When you use the passive interface command for RIP then it stops advertising RIP routing updates on that interface. When you use it for OSPF or EIGRP, they won’t send any hello packets anymore so that it becomes impossible to establish a neighbor adjacency on the passive interface.

Rene

monirmorshed · November 1, 2017, 10:52pm

Hi Rene
I understand that passive interface prevents building OSPF neighbor-ship.
But does passive interfaces still advertise the OSPF routes to other end?

lagapidis · November 6, 2017, 6:16am

Hello Monir

When you indicate that an interface is passive, it means that any and all OSPF related messages are never sent out that interface. The connected network does participate in the OSPF process, that is, the connected subnet is advertised to other OSPF routers, but no hellos, LSAs or any other OSPF related packets are sent out that interface.

The passive interface is configured on interfaces where you KNOW there is no OSPF router connected to it to receive any kind of OSPF information.

I hope this has been helpful!

Laz

bil-khan · December 22, 2017, 4:43pm

Hello Rene,

I have a question for passive interface. If one interface having many sub interfaces for example fa0/0.1, fa0/0.2, fa0/0.3 and so on and we use the command passive interface fa0/0 under OSPF, this makes all sub interfaces passive or no ?

ReneMolenaar · January 1, 2018, 4:26pm

Hi Bilal,

Each (sub) interface is a separate interface.

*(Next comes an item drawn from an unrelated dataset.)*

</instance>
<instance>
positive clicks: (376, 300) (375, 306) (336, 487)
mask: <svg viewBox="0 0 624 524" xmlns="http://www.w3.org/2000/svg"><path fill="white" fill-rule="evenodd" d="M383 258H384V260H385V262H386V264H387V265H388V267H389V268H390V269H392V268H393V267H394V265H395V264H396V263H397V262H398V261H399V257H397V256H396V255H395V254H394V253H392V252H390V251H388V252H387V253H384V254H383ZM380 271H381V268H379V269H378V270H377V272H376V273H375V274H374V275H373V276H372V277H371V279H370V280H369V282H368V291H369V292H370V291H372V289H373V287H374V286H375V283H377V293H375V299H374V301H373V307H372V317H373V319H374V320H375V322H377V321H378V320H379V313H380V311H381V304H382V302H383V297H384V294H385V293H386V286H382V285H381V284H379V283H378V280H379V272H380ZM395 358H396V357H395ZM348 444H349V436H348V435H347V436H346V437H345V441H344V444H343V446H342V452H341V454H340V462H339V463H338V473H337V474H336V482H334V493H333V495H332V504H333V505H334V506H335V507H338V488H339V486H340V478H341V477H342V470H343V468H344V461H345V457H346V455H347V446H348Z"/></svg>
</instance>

If you add the passive interface command to the physical interface then this will not affect your sub-interfaces.

coolsumus · January 24, 2018, 8:24am

Can you explain this statement - “All interfaces that have a network that falls within the range of the network command will be advertised in OSPF”.
On R1, Fa 0/1 and Fa 0/0 are on a different subnet. Then how a network command on Fa 0/0 will send hello packets on Fa 0/1?

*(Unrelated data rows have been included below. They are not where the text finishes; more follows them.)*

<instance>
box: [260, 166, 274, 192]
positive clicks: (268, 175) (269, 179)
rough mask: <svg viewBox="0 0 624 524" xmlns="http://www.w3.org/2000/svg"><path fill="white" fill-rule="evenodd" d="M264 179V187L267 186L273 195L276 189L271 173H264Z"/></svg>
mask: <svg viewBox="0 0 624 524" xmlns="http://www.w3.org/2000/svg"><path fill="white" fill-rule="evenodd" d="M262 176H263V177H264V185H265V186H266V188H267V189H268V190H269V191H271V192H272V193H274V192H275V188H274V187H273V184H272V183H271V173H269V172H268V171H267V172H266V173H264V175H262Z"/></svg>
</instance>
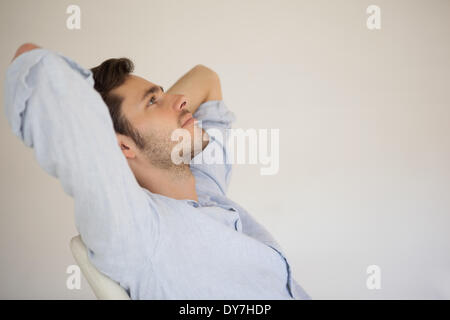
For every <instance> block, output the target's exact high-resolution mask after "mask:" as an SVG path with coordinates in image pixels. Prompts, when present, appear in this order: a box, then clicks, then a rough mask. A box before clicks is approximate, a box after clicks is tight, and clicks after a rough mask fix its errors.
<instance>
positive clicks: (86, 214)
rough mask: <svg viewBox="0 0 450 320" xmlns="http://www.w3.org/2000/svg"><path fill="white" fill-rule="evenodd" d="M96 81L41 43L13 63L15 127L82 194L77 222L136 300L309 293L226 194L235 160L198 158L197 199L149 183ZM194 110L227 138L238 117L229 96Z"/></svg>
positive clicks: (18, 135) (218, 143)
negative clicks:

lagapidis · January 28, 2018, 7:54am

Hello Sumu

When a router is enabled with OSPF, it sends hello packets outside ALL of its network interfaces by default regardless of which subnets are participating in OSPF, regardless of which subnets are included in the network command.

The statement

“All interfaces that have a network that falls within the range of the network command will be advertised in OSPF”

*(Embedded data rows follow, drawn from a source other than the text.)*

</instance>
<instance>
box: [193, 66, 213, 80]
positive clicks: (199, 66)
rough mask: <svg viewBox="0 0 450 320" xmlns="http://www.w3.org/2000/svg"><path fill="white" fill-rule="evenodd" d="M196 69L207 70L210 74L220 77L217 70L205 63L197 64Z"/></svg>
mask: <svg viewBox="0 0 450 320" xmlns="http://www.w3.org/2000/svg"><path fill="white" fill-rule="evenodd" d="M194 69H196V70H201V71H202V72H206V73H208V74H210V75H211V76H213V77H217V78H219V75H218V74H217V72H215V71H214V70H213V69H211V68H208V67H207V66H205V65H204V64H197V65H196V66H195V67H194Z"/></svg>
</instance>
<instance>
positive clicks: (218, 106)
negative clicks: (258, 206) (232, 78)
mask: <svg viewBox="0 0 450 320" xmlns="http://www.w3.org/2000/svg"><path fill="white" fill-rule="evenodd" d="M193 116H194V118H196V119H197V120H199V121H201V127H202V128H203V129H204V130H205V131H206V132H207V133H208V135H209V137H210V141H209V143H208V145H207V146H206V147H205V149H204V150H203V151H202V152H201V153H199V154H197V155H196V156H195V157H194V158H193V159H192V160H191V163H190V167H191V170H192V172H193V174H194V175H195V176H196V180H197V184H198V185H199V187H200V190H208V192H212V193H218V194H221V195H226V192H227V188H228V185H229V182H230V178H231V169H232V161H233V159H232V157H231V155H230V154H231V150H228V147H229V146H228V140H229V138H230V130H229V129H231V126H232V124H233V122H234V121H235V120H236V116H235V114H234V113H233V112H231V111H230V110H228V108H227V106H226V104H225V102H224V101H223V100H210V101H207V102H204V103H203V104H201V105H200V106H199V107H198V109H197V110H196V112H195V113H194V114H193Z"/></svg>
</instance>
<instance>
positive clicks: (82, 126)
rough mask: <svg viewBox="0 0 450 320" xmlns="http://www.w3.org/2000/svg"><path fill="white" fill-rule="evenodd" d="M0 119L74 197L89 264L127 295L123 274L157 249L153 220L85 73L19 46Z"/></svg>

means that the advertisements that are sent will include information about these networks. This means that by default, hello packets will be sent on all interfaces including Fa0/0 and Fa0/1 and will contain only information about networks configured with the network command. This is why the passive configuration must be employed on the Fa0/1, because hellos will be sent from there even though there is no router connected to this port.

I hope this has been helpful!

Laz

joseph.dong · October 28, 2019, 5:27pm

Hi Rene,

For the network shown in the first image, would only issuing the network192.168.12.0 0.0.0.255 area 0 command and also redistributing connected interfaces be a more or less efficient method than issuing a passive-interface on the interface connecting to the switch?

Thanks for the excellent content!

lagapidis · October 29, 2019, 9:04am

Hello Josep

You could configure the routers like you describe, and the result would be the same for this particular scenario. The difference in efficiency would be non-existent.

The problem you may encounter with redistribution is that you may want to redistribute some connected routes and not others and this cannot be done selectively by redistributing connected routes. The simplest configuration would be to use passive interfaces and to choose which networks to advertise using the network command.

I hope this has been helpful!

Laz

olloczky · February 23, 2020, 3:19pm

Hello All, Rene,

I miss the important information that despite turning an interface into passive interface it will still advertise its connected subnet.

Cheers,
Daniel

lagapidis · February 24, 2020, 10:54am

Hello Daniel

Yes, you are correct. A passive interface will still have it’s connected network advertised via OSPF (if it is included in the subnets of the network command) but will simply stop sending hello and other OSPF packets over that interface.

I hope this has been helpful!

Laz

narad · July 7, 2021, 1:53pm

can we send unicast hello on passive interface if we want in RIP and EIGRP and OSPF and
We can establish the neighbor relationship and can share the route each other as well ??